O energúmeno - Capítulo 4
Sertão, 1964
Demétrio esperou pacientemente por 5 anos, após a visita da freira (toda noite ele pegava a medalha e o terço que ela lhe dera, e rezava para Deus, sob a luz da lua, em silêncio, no seu íntimo), até que Maestro o surpreendeu um dia em sua oração, e lhe seu um sermão:
-Olha que irônico, o filho do diabo rezando para Deus, e ainda com uma cruz na mão. - e tomou o terço, que Demétrio segurava firmemente, e o jogou na fogueira. A madeira do crucifixo ardeu em brasas, até ser consumida por completo. - Deus não vai fazer nada por você, pois você é um rejeitado. Deus não tem pena de monstros como você. Vá pedr para seu pai, o diabo.
…
-O menino é um monstro! - bradou Maestro, em depoimento para a polícia. - Ele fez um pacto com o demônio para fugir deste lugar. Ele quebrou as barras da jaula com as próprias mão, e matou o guarda, estrangulando-o com uma corda, e depois fugiu do circo, levando consigo apenas as roupas do corpo. Ele apertou o guarda com tanta força que este não pôde nem gritar. E fiquei atônito quando acordei e via jaula destruída e o guarda jazido morto no chão, e, então, liguei para a polícia, imediatamente.
-Está bem, você vem com a gente, você está preso por manter uma pessoa sob cativeiro. - Disse um dos policiais.
-Mas ele não é um menino! Ele é um monstro! Um possesso!
-Então você está preso por porte ilegal de monstros. Entra aí no carro, e cale a boca.
Maestro olhou para um lado, olhou para o outro, e bateu em retirada. Conseguiu correr talvez dois ou três metros até que três policiais pulassem em cima dele, o rendessem e o predessem.
…
Demétrio acordou no meio da areia, não entendeu muito bem o porquê de estar ali, nada fazia sentido, ele adormecera e, quando deu conta de si, já estava lá. Ele não sabia explicar, mas a imagem daquela freira lutando pela sua liberdade voltou a sua mente, fresca, como se ele estivesse vivendo agora:
-Ei, você, dono do circo, tire o menino da jaula, ele não é um montro! Ele é gente!

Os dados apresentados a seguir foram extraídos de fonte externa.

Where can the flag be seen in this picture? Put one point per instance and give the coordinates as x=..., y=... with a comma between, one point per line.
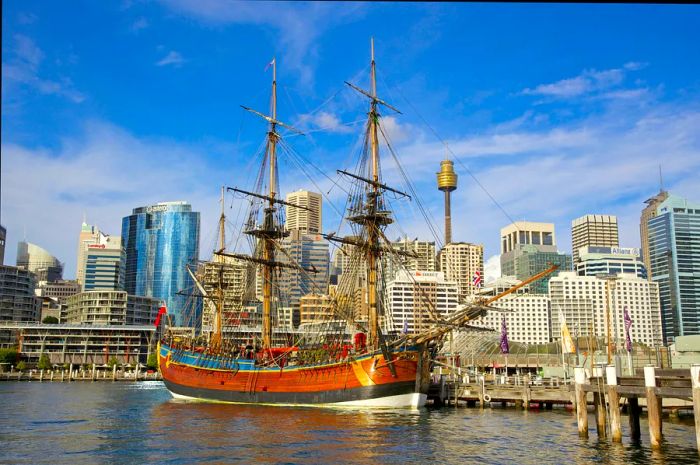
x=628, y=326
x=567, y=343
x=161, y=311
x=476, y=282
x=504, y=337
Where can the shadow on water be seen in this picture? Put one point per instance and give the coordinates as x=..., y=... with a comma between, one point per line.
x=106, y=423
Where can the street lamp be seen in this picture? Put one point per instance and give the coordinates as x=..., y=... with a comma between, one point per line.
x=609, y=287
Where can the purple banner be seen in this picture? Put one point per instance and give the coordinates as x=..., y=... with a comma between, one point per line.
x=628, y=325
x=504, y=337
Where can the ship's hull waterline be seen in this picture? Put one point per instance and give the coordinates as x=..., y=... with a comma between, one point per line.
x=364, y=382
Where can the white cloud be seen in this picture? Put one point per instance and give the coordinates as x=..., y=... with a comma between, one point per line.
x=606, y=163
x=139, y=24
x=23, y=70
x=47, y=191
x=172, y=58
x=297, y=25
x=589, y=81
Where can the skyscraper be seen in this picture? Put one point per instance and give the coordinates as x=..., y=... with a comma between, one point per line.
x=307, y=221
x=159, y=241
x=447, y=182
x=421, y=258
x=18, y=302
x=45, y=266
x=593, y=230
x=102, y=264
x=3, y=235
x=459, y=262
x=528, y=248
x=309, y=251
x=674, y=253
x=648, y=213
x=88, y=235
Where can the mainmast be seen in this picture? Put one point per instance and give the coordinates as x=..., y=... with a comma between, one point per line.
x=372, y=201
x=268, y=223
x=372, y=217
x=219, y=317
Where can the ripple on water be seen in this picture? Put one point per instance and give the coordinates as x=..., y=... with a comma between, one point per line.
x=69, y=423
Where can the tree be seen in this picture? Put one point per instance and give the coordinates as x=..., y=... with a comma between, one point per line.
x=44, y=362
x=9, y=355
x=152, y=362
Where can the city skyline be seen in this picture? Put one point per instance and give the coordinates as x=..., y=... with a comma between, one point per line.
x=603, y=121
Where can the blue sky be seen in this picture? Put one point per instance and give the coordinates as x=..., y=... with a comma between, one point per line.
x=557, y=110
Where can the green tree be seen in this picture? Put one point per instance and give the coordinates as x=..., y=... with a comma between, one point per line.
x=9, y=355
x=44, y=362
x=152, y=362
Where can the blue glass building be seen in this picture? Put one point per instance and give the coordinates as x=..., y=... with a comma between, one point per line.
x=674, y=253
x=159, y=241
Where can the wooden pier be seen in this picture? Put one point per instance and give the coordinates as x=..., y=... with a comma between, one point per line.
x=608, y=393
x=80, y=374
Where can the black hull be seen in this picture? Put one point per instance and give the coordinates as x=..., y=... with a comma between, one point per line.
x=365, y=393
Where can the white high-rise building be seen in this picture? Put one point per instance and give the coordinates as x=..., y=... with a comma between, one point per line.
x=583, y=301
x=307, y=221
x=459, y=262
x=593, y=231
x=528, y=317
x=412, y=296
x=414, y=255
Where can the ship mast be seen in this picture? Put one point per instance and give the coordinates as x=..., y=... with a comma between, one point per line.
x=373, y=218
x=370, y=227
x=218, y=324
x=268, y=223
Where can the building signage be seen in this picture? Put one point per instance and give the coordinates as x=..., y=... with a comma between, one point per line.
x=156, y=208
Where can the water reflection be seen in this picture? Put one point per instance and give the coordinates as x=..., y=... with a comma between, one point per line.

-Que nada dona, ele é um bicho.
-Ele é filho de Deus.
-Olhe, a senhora cale a sua boca, e saia daqui, se não você vai acabar como o menino. Melhor, faz tempo que eu não faço isso, então eu talvez te moleste um pouco...

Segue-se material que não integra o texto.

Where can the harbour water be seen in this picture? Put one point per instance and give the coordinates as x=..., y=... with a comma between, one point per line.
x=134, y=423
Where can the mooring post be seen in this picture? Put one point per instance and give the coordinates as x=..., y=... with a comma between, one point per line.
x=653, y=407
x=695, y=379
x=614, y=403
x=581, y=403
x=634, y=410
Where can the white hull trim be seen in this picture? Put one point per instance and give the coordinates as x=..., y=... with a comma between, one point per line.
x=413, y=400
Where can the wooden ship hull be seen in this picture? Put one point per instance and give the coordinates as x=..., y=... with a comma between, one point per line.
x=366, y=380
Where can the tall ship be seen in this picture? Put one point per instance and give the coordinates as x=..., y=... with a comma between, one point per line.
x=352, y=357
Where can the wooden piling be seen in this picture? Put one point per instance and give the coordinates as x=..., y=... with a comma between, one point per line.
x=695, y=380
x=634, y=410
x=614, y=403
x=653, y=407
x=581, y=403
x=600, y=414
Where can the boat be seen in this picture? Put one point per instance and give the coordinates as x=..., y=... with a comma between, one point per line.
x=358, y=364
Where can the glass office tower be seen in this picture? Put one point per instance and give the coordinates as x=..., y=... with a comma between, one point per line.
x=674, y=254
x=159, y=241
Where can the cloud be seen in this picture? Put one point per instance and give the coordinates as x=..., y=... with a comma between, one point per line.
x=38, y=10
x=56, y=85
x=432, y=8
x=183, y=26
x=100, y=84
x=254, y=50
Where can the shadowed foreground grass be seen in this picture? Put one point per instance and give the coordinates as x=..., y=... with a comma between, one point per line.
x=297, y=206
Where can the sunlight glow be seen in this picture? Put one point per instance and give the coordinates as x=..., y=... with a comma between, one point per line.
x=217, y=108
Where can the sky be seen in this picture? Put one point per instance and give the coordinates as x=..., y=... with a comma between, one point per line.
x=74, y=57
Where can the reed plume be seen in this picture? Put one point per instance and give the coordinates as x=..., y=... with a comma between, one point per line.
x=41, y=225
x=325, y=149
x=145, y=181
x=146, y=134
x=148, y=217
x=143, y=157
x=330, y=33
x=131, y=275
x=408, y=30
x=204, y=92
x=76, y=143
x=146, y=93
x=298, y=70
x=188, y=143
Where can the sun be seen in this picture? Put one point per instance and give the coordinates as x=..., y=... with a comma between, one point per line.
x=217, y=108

A freira recuou, mas o homem pegou-a pelo braço, e a levou para o lado de fora. Demétrio não conseguia tirar essa imagem da cabeça, mas ele não sabe o que aconteceu com a freira depois disso, pois ela nunca mais viera falar com ele.
Demétrio entendeu que estava livre, e que a primeira coisa que ele podia fazer era achar uma cidade e, mesmo que não fosse culto, ele tinha algum conhecimento, e sabia que sempre andar reto é o melhor, pois alguma hora a gente acha alguma coisa, pois não corre o risco de andar em círculos.

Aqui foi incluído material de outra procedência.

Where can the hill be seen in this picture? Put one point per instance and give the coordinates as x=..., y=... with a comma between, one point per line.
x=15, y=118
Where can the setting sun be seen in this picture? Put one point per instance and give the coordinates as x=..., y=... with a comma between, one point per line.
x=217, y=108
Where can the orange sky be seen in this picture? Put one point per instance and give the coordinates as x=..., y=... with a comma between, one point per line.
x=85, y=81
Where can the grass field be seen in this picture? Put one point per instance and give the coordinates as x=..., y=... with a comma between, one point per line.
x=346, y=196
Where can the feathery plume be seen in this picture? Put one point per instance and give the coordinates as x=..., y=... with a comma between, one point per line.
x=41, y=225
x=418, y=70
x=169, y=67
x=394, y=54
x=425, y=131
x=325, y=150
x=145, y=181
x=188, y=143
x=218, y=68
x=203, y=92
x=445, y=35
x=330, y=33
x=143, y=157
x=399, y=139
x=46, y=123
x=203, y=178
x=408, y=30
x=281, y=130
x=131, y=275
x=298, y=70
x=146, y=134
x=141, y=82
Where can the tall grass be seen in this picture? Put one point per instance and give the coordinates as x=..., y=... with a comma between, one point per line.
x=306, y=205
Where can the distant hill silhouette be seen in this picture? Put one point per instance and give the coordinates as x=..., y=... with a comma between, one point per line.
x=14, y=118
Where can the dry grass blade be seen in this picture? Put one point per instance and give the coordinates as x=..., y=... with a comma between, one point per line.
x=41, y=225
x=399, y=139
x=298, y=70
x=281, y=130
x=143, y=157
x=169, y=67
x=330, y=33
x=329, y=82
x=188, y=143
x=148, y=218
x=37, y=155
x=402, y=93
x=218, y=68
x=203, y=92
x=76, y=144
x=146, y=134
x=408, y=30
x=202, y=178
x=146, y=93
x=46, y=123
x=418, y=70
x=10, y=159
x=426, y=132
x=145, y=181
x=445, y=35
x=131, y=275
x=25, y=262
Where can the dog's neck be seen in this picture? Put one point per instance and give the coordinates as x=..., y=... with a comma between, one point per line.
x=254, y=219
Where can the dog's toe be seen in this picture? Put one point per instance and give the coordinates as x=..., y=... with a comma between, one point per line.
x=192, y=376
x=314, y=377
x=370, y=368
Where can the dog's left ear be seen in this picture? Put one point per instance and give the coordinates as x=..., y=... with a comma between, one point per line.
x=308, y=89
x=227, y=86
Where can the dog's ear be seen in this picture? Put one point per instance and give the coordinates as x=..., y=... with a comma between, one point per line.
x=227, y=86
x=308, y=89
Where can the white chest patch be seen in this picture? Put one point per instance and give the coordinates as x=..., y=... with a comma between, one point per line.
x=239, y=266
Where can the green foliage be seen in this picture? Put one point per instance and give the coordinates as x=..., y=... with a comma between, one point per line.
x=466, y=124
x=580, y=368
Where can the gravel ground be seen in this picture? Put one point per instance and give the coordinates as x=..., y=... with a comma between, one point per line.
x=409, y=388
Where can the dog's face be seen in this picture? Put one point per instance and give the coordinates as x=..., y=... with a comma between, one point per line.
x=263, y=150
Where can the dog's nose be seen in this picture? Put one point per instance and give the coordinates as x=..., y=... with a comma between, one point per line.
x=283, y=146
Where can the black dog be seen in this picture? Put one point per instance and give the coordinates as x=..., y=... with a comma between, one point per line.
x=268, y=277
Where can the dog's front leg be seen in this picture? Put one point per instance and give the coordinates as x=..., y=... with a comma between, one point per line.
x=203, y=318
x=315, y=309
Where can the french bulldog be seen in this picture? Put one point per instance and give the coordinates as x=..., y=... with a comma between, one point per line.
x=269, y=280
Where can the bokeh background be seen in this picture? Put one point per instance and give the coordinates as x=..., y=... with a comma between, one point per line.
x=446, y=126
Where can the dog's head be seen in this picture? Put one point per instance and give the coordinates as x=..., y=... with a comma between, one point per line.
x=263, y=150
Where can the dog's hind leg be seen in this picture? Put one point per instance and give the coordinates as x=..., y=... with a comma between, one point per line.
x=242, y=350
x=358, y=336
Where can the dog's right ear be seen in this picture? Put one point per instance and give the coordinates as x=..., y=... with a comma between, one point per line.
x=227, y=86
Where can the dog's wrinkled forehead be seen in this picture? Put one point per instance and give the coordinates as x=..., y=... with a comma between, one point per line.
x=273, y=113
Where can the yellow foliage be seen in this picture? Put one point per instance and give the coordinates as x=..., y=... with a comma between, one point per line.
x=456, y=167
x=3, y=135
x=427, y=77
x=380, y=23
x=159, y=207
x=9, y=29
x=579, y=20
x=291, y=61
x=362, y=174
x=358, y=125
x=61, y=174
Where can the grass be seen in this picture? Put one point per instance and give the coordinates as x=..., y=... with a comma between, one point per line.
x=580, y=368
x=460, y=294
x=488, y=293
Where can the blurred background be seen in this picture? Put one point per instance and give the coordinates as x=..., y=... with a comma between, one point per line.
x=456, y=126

O menino caminhou por muitas horas, mas, enfim chegou èstrada, e avistou uma placa, que ele conseguiu ler, com o pouco que a mulher barbada lhe ensinara “Canela, 10Km”. Demétrio não se lembrava do seu tempo de bebê, nem de sua cidade natal, mas sabia que tinha nascido em Canela, e correu em direção à cidade.